Anthropic plans to implement clearer notification systems for all safety restrictions and will review its safeguard policies. The company may also face scrutiny from regulators and the research community regarding transparency practices. Further updates are expected as Anthropic considers releasing a Linux version of Claude.

Amazon

AI research safety compliance tools

As an affiliate, we earn on qualifying purchases.

As an affiliate, we earn on qualifying purchases.

Key Questions

Why did Anthropic use invisible safeguards on Claude Fable?

Anthropic aimed to deploy safety measures quickly without hindering model performance, believing invisible safeguards would be more effective and less prone to false positives. However, they now recognize that this approach lacked transparency.

What kind of restrictions were applied to Claude Fable?

Restrictions included limiting responses to high-risk queries, such as those involving model distillation, biology, chemistry, and cybersecurity.

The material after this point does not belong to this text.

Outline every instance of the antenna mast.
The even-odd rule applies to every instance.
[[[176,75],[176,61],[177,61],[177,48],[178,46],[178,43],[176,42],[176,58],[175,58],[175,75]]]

These restrictions were previously hidden from users.

How will Anthropic improve transparency moving forward?

Anthropic has committed to clearly notifying users when safety restrictions are active and will disclose when safeguards are triggered, including for distillation and other sensitive areas.

Could these hidden safeguards have affected research or competition?

Yes, the lack of transparency could have hindered third-party testing, research, and competitive analysis, raising concerns about fairness and openness in AI development.

Will this change impact the safety or performance of Claude Fable?

The company asserts that routing high-risk queries to previous models and increasing transparency will not compromise safety but aims to balance safety with openness.

Source: Hacker News


You May Also Like

Managing With AI: Can Algorithms Be Your Boss?

Juggling AI’s benefits and limitations is crucial; discover whether algorithms can truly lead your team effectively.

SEO Is Dying — Here’s What Replaces It in the AI Mode Era

Just when you thought SEO was enough, discover what truly replaces it in the AI mode era and why your strategy must evolve now.

Why Good Meeting Audio Beats Fancy Meeting Video

Why good meeting audio matters more than fancy video, because clear sound ensures effective communication and prevents misunderstandings—discover how to optimize your virtual meetings.

What’s the AI Endgame?

Exploring the current state of AI development, its potential futures, and the uncertainties ahead. Key insights from industry experts and recent discourse.